Customers are served up more choice, more variety and more chances to try on and test drive experiences across products and industries. Consider how your customer wants to be dazzled in order to meet their expectations of your product and your brand experience. How you visually “delight and inform” them can also be a reflection of your attention to detail in how you build, how you serve your customers, and how you respect the choices they have to make in the process. Consider where you can improve your visual storytelling, transparency for information, and how tangible your resources are to the customer. If you don’t, somebody else will.
Meredith Oliver, Meredith Communications
Collect Meaningful Data and Respond Proactively
How well do you sense and respond to changes in buyer preferences, cultural shifts, and real estate market fluctuations in real-time? One of the lessons of 2020 is that home builders who use a flexible, on-demand approach to sales and marketing are much more successful than builders who wait and react.

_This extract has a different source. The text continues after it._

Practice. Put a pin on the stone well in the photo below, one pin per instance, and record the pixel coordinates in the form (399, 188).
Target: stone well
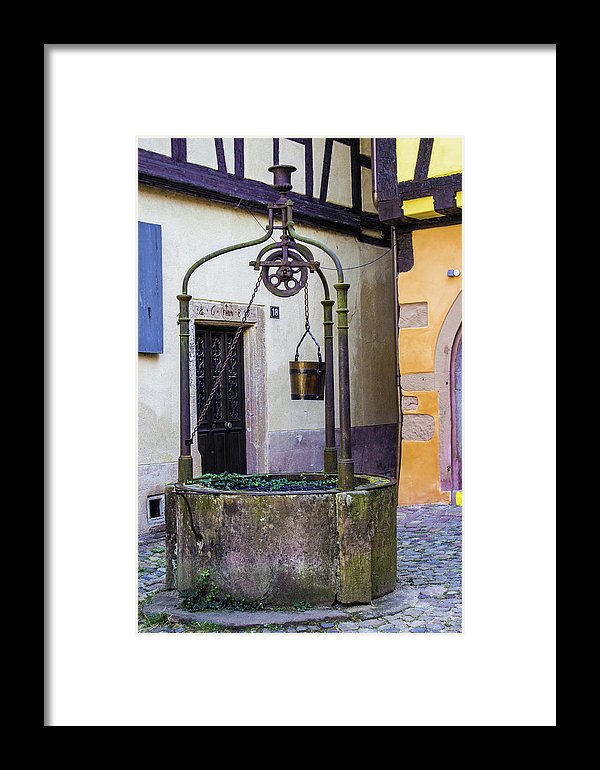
(318, 546)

Notice the difference between the terms respond versus react. To respond to something is to pay close attention and proactively make a decision. To react is to wait for circumstances to reveal themselves and then make a decision. You can no longer operate from a “make and sell” paradigm where an annual budget, reviewed once a year, dictates sales and marketing decisions
Make collecting meaningful data a continued priority in 2021 so you can sense, predict, and gain a first-mover advantage with your marketing campaigns and sales strategies. There are builders right now already revamping their website experience to sense and respond to the COVID Economy. Builders who have already increased digital ad spend for 2021 and doubling down on their Online Sales Counselor coaching and training efforts. The sales and marketing leaders who truly learned the number one lesson of 2020 are ready to sense and respond to the roller coaster of change that 2021 may or may not bring. Are you up the ride?
Kevin Oakley, Do You Convert
Algorithms Will Disrupt Your Marketing
A lot has been written about how consumer behavior has shifted, but very little about how A.I. has driven this shift. Algorithms will only become more central to how marketers connect with prospects and customers – and that has big implications to the structure of the modern marketing department. Over the next 3 to 5 years advertising’s ability to interrupt people with irrelevant messages will decline significantly. The algorithms tasked with creating the best possible user experiences will not let you ruin things by spending 42 cents on an ad. Those days are numbered. Content in context of what the user needs or wants will reign supreme.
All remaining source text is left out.